>It should always be perfectly legal to access a remote computer system via a publicly accessible interface. It's up to that remote system to respond appropriately. In this case, it was working exactly as ATT intended.
The law can never be this black and white, it is all about context. Just because you may somehow access something on the web, doesn't mean it is automatically ok to do so.
You're right, the law can't. That's why we should let the final verdict for authorized/unauthorized lie IN THE CODE DEPLOYED BY THE OWNER, not the law (or the owner's retroactive statements).
It's pretty simple, really. This would be a non-issue if you programmed your cyborg to go pick up milk from the store and it started handing out $20s to strangers in the dairy aisle. Obviously that's no fault but your own.
Why is it different for a webserver?
It is massively unfair to expect someone to make assumptions about the intent of a remote system, programmed, configured, and deployed by people they have never met or communicated with, in order to avoid criminal liability.
I'm not sure what the problem is here. It seems like simple common sense to me.
So if a bank accidentally deposits $1bn in your account, that becomes yours? You're looking for a simple answer to a nuanced issue where one just doesn't exist.
That example is not at all the same as what's being discussed. The issue at hand is whether access to a public URL is authorized and who is responsible for determining that authorization.
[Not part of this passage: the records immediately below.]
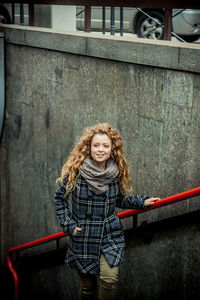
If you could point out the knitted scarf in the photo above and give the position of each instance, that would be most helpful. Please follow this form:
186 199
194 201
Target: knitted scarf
98 180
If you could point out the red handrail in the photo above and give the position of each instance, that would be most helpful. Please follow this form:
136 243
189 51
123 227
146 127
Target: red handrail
121 215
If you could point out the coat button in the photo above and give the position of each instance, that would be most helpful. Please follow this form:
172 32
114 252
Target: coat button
88 214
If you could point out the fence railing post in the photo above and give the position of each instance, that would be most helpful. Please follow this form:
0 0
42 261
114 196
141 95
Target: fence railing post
87 26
Actually the analogy is OK, the interpretation is wrong. If you disagree with sneak you're saying the account holder should be prosecuted!
Claiming ownership of the money would be like weev selling the email list to spammers, which he didn't. What he did was reveal the defect - like the acoount-holder reporting the mis-deposit.
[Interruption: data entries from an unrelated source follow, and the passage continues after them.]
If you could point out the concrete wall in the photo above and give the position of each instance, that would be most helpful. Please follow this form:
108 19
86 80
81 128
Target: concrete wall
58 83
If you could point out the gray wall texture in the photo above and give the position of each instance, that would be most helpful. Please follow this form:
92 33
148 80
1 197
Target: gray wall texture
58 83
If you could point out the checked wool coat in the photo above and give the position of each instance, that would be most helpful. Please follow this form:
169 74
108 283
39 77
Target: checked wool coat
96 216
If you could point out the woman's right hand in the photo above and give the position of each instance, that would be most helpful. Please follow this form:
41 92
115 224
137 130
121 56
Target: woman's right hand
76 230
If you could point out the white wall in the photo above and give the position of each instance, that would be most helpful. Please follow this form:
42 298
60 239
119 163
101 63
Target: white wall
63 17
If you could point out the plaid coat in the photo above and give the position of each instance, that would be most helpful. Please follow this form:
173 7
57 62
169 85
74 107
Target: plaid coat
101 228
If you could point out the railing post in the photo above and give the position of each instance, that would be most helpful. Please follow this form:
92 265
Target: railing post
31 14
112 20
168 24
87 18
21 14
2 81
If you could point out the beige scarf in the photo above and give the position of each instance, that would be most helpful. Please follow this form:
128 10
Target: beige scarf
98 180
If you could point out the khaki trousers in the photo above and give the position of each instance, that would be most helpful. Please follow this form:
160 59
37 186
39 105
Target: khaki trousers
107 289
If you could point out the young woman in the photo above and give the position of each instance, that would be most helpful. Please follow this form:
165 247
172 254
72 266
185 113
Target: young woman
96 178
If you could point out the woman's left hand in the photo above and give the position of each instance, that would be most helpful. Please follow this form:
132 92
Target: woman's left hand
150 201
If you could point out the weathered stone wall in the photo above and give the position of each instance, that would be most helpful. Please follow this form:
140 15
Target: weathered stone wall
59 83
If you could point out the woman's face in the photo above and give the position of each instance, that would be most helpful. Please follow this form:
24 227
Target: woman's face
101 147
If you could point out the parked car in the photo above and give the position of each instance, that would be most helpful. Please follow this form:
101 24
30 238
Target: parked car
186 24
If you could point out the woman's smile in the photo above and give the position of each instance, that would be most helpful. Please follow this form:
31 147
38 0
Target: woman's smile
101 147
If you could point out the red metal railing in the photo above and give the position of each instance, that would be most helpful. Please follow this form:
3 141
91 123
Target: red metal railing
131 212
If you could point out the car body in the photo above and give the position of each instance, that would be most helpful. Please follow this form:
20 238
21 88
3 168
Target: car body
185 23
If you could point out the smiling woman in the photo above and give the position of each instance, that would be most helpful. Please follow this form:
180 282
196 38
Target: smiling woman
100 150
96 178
> That's why we should let the final verdict for authorized/unauthorized lie IN THE CODE DEPLOYED BY THE OWNER, not the law
I'm surprised to see this much victim blaming from such a passionate defender of personal liberties.
There is a stark difference between "AT&T deliberately decided to allow public access through this URL" and "AT&T improperly coded the authentication scheme for this URL".
From the outside the end result would be indistinguishable, which is why your binary logic can't be used in general. If we had it your way the only choice a potential victim would be legally allowed to ever make is "as strong a technical control as available (and don't screw it up, otherwise it's your fault)".
The only victims here are the people whose data ATT negligently mishandled, and even those are just civil claims.
ATT's reputational damage was earned, and was the consequence of facts that were disclosed about their terrible customer data handling practices.
There's nothing criminal at all at any point here. Even what ATT did was shitty, and they should probably get sued for being so careless and negligent, but no crimes were committed by anyone at any point along this chain.
The law can never be this black and white, it is all about context. Just because you may somehow access something on the web, doesn't mean it is automatically ok to do so.